Thailand's Western Forest complex, made up of 19 national parks and wildlife sanctuaries, is one of the largest protected areas in Southeast Asia. But WWF warns that these areas are at risk if countries in the Greater Mekong region don't work harder to protect them. Photo: WWF/ Adam Oswell

The Greater Mekong region – Myanmar, Thailand, Laos, Cambodia, Vietnam and Yunnan in southern China – was once the world’s most densely forested area. But it has lost a third of its natural forest cover and could lose a further 15-30 million hectares by 2030 unless serious action is taken immediately, a top environmental group has warned.

The region has experienced double-digit economic growth in the last 10 years, but is also one of 11 global deforestation fronts – areas that in the coming decades are projected to be responsible for up to 80% of global forest loss, a new report by the World Wide Fund for Nature (WWF) says.

Between 2010 and 2016, the amount of forest lost in the region was equal to 24 times the size of Hanoi, the Forest Pulse report says. And it’s not only trees at stake but the vast array of life inside these forest ecosystems.

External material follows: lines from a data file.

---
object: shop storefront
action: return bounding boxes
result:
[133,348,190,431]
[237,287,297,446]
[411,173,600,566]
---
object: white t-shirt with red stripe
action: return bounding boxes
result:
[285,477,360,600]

More than 2,500 new species of vertebrates and vascular plants have been discovered in the forests of the Greater Mekong over the past 20 years. In addition to hosting tigers, elephants, bears and Saola, the Greater Mekong forests provide clean drinking water for tens of millions of people and protect dozen of rivers, including the Mekong itself, which produces over 4.5 million tonnes of fish each year.

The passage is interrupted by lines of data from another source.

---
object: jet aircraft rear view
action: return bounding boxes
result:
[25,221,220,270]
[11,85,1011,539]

Degradation from agricultural expansion, rubber plantations, legal and illegal logging and construction of roads, dams and other infrastructure are taking a huge toll on the forests. The result is lost incomes, poor health, mudslides that kill hundreds, and weather impacts from climate change.

Graphic: WWF

The Forest Pulse report gives a detailed overview of the status of these forests and outlines recommendations by WWF to ensure the survival of the Greater Mekong’s forests. They include:

  • A recognition from governments, business leaders and the public of the value of forests to clean water, stock carbon, human health and livelihoods and the need to protect them;

  • Agreement from government leaders and businesses to put responsible forestry at the heart of their timber supply chains;

  • Businesses to commit and implement a zero-deforestation supply-chain approach;

  • A demand from consumers and manufacturers for deforestation-free products that respect and support community-based industries;

  • Mapping high-conservation-value forests and understanding forest landscapes in order to better plan where agriculture, development and plantations are placed and avoid damaging critical habitat;

  • Clear laws for sustainable forestry and public-private partnerships;

  • More innovation to help communities add value (thus increasing income) to sustainable forest products.

Rampant corruption in countries throughout the Greater Mekong region has put vast areas of forest at risk. WWF says more sophisticated policies are needed. Photo: WWF

“To ensure the survival of the Greater Mekong’s remaining forests we need governments, business leaders and the public need to understand and recognize the value of forests to clean water, climate regulation, human health and livelihoods and why it’s crucial to protect them. This means agreeing to put responsible, sustainable forestry at the heart of their timber supply chains and forest policies and creating strong public-private partnerships for sustainable forestry,” Thibault Ledecq, regional forest head for WWF in the Greater Mekong area, said.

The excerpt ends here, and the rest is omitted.